With lending for construction almost non-existent greenfields that can be developed for single family residential have become virtually worthless.   The only reasonable approach would be to hold the land until lending practices ease or values increase dramatically.  That may be a possibility if you hold a single lot with a modest mortgage, but is challenging or impossible when you own hundreds of lots.  In those instances where you can't hold the property and service the loan, perhaps a loan modification is your best bet even if it is just to extend the term of the original loan - "pretend and extend" is not an uncommon practice for lenders - pretend the value is there and extend the term for repayment.  Although the loan may be inadequately secured, as long as the mortgagor continues to make payment, both parties have avoided having a loan slip into default.

Wayne County Family Law Bar Association

This afternoon I will be speaking to a group of a couple hundred family law attorneys at the Coleman A. Young Municipal Center in Detroit.  We will touch on short sales in the context of divorce.  This upside down housing market touches on many practice areas, but none more so than divorce law and the resulting property settlement.  In many instances former spouses end up living in the former marital residence after their divorce becomes final because they can't sell their house. 

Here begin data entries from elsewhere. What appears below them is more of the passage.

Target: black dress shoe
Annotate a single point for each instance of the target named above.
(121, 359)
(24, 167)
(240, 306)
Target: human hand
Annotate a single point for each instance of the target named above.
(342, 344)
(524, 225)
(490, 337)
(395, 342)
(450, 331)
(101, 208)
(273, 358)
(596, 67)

Banks were quick to write and foreclose mortgages but slow to modify them.

All the usual players - Bank of America, Wells Fargo, GMAC and Litton Loan Servicing are implicated in this article which describes poorly trained and overwhelmed staff on both sides of the mortgage transaction resulting in bureaucracies that sloppily document a loan application and are challenging to work with for a loan modification.  I have been working with bank loss mitigation departments for 15 years and this has always been a problem, the only thing that has changed is the number of people experiencing the lack of concern and incompetence of these large companies. 

Loan servicing does not make any money for the banks and accordingly they do not devote sufficient resources to the needs of their customers.  Typical scenarios include overseas call centers with customer service representatives that can only read from a script to poor notes in a file to documents that are lost and files closed prematurely.  The result is a system that works slowly and poorly at a time when homeowners need it to work quickly and efficiently to keep their property out of foreclosure.  An attorney experienced in working with mortgage lenders may be able to help you obtain a loan modification that keeps you in your home.

The Federal Home Affordable program has options for borrowers who are current and in default of their mortgage loans.  It makes sense, however, to discuss the different options available so you can understand whether loan modification is either likely or, if obtained, will address your financial concerns. A loan modification my be a long or a short term solution to your situation, but is often is not the only approach for a stretched homeowner. 

Loan modification, in the long term, often provides only incremental or marginal relief for a homeowner.  If, because of a loss of income or new expenses your house is no longer affordable without significant payment reduction, it may be time to consider a short sale or other option before foreclosure is imminent. 

For my entire legal career I have counseled clients in danger of losing their homes and helped them identify pre- and post-foreclosure options that help them reach their goals.

Monday, October 11, 2010

Michigan non-foreclosure real property sales are on the rise

I'm not an appraiser, but information like this can only be good for the market.  Once people can actually start to sell their homes when they have to move, we'll be taking the very first small steps toward returning to something approaching stability in the market.  Even though these numbers show improvement, for most people who financed or refinanced their property in the 21st century, moving is going to require a short sale.